ROANOKE TIMES

                         Roanoke Times
                 Copyright (c) 1995, Landmark Communications, Inc.

DATE: THURSDAY, March 31, 1994                   TAG: 9403310291
SECTION: CURRENT                    PAGE: NRV8   EDITION: NEW RIVER VALLEY 
SOURCE: Joe Hunnings
DATELINE:                                 LENGTH: Medium


WINTER DIDN'T BUG BUGS

Every eight to ten years we get a real winter here in Virginia, and the temperature drops to some new record low. Water pipes freeze and split, cars don't start, the cat won't set foot outside, and things are just generally miserable for all living things for a few days.

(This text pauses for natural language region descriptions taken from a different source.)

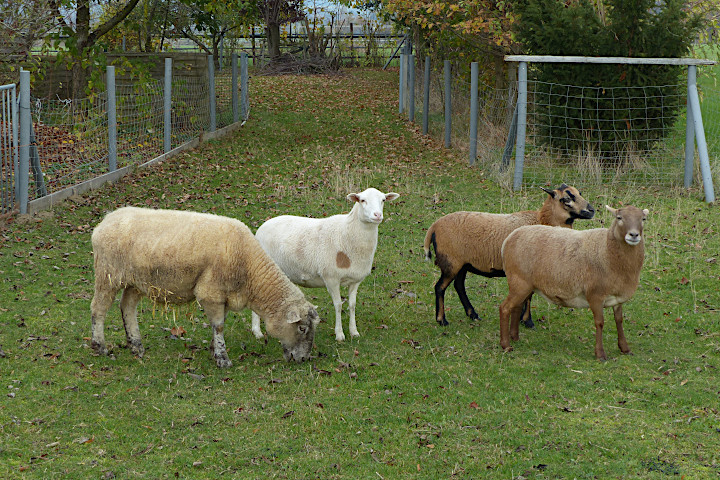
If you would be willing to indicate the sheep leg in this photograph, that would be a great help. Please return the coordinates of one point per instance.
(596, 306)
(352, 298)
(527, 314)
(256, 326)
(216, 313)
(440, 288)
(622, 341)
(505, 313)
(510, 312)
(462, 294)
(128, 309)
(333, 289)
(100, 304)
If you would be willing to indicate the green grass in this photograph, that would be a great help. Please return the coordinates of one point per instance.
(408, 399)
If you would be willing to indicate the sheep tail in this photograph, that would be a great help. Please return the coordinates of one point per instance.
(430, 239)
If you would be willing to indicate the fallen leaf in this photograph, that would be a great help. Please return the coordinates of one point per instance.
(178, 331)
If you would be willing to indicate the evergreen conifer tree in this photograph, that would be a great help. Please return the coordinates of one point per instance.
(628, 105)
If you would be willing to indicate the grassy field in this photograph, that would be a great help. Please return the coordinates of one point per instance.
(407, 399)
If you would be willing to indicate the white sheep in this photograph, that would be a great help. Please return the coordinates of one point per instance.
(327, 252)
(579, 269)
(177, 257)
(471, 242)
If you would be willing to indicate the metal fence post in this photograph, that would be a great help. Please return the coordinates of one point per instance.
(234, 87)
(211, 92)
(244, 98)
(25, 125)
(112, 120)
(411, 87)
(689, 138)
(448, 105)
(474, 72)
(694, 101)
(521, 124)
(167, 105)
(15, 134)
(426, 96)
(402, 84)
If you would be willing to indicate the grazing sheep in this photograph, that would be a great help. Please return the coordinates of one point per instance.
(177, 257)
(327, 252)
(579, 269)
(471, 241)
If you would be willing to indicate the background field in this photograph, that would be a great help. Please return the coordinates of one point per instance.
(408, 399)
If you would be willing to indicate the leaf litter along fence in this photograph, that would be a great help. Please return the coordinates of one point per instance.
(636, 141)
(75, 145)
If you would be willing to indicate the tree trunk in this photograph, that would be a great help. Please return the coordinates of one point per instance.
(273, 36)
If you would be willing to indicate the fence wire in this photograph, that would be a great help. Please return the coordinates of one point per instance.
(68, 138)
(191, 109)
(140, 122)
(584, 135)
(70, 143)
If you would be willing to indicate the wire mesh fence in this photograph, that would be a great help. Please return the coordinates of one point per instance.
(66, 134)
(70, 140)
(586, 135)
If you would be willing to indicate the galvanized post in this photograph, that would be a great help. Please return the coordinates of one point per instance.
(402, 83)
(689, 139)
(244, 97)
(167, 106)
(211, 92)
(411, 87)
(220, 54)
(448, 105)
(23, 176)
(16, 128)
(112, 120)
(234, 87)
(521, 124)
(426, 96)
(694, 101)
(474, 72)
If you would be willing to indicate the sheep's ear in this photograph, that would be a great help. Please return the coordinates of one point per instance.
(292, 317)
(549, 192)
(391, 196)
(314, 316)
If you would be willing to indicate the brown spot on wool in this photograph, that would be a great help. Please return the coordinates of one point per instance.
(342, 260)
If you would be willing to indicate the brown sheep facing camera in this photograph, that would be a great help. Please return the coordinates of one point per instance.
(471, 242)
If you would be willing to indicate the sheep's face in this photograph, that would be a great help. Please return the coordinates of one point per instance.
(628, 223)
(298, 333)
(570, 200)
(371, 202)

After it all passes there are always a few folks (usually deperate reporters looking for a story) who want to find some benefit in all of it. For instance, it seems logical to think that all the sub-zero weather must have done something bad to all those nasty insects out there, right?

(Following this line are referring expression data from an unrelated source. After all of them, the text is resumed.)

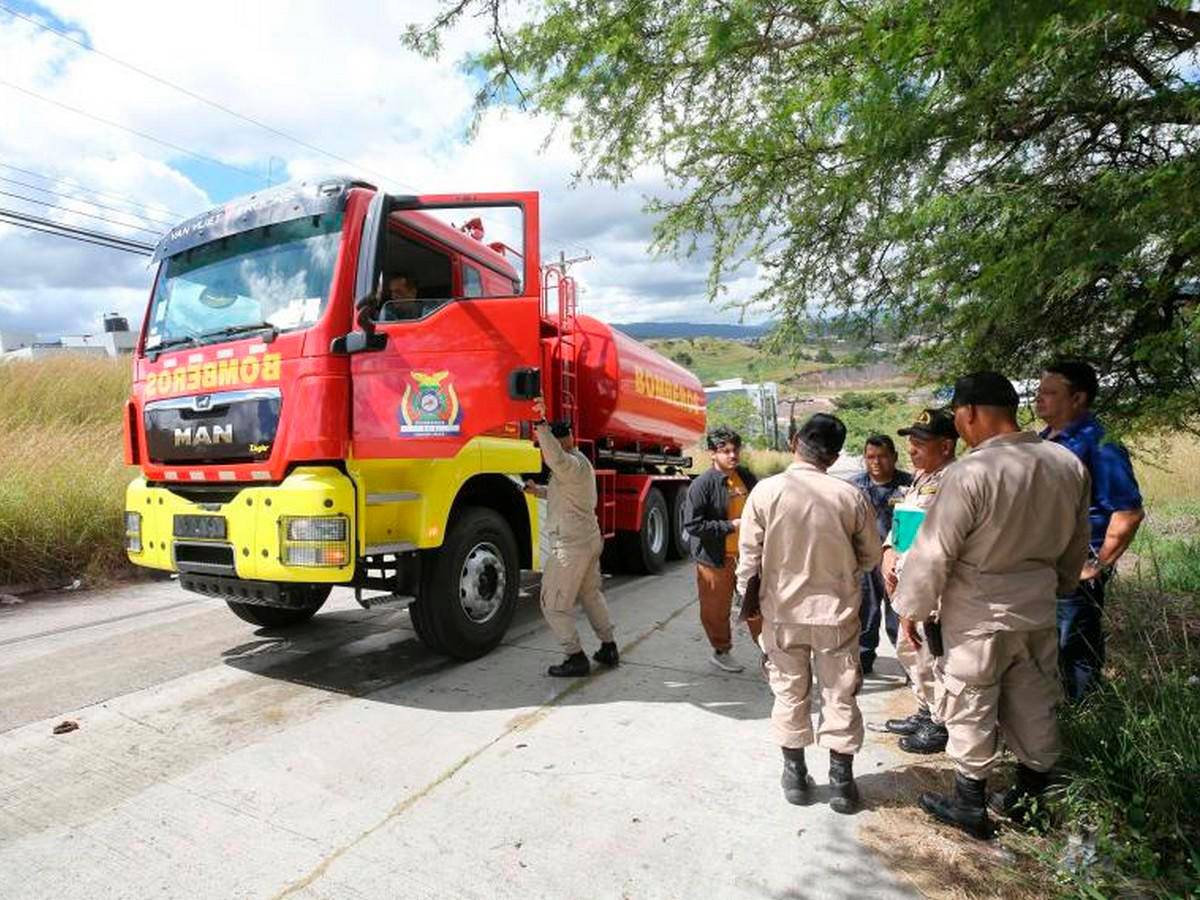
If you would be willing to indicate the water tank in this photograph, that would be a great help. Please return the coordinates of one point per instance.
(114, 323)
(631, 396)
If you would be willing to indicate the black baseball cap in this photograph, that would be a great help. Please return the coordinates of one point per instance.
(933, 424)
(823, 432)
(984, 389)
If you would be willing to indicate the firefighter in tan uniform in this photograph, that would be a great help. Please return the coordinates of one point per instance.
(1007, 535)
(805, 539)
(931, 442)
(571, 570)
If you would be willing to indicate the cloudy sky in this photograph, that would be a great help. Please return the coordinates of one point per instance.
(119, 151)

Wrong! While a little cold weather might make us warm-blooded animals who have been walking upright in the woods for only about 1.5 million years a little chilly. But, those six-legged critters crawling along in the woods - insects - have been around for - well, beetles maybe for about 190 million, and grasshoppers, crickets, and cockroaches for about 350 million years.

Face it, these guys are playin' for keeps, they've seen it all - from ice ages to tropical times. A few days and nights below freezing is not going to faze them much at all.

While you might think soil-inhabiting insects would suffer most in cold weather, they probably suffer the least. Consider the immature stages of turf pests, such as white grubs (Japanese beetles, masked chafers, June beetles, etc.). These insects spend the winter three to four inches below the soil's surface; they tunnel to this depth in response to declining soil temperatures in the fall.

What probably happens is that the soil near the surface begins to cool, and these grubs migrate to soil that has higher temperatures - which is a few inches deeper. When winter air temperatures drop below zero Fahrenheit (Blacksburg went to -15 F. in 1985, and to about -19 F. this year), soil temperatures are much warmer.

In general, soil temperatures at two to three inches below the surface remain at the freezing point (32 F.). With a snow cover of a few inches, the soil at the surface will remain close to the freezing point. Otherwise, it will drop a little below that.

When you go deeper in the soil, the temperature increases! So, where soil insects spend the winter, the temperature very rarely drops below the freezing point of water - and that is not a threat to their survival!

Now, some insects can be killed by low temperatures - flies for example. The house fly overwinters as adults, larvae, and pupae in protected locations. This species is very susceptible to cold temperatures, and is easily killed below 32 F. But, I don't think we will see much of a difference in the house fly population this spring. Indeed, I have every confidence that this very successful insect will bounce back with sufficient numbers to annoy us all summer.

Cold weather has rarely if ever had any serious impact on the insect pests that have adapted to the human environment, especially soil insects. So, what does that leave us? Fire and flood, I guess!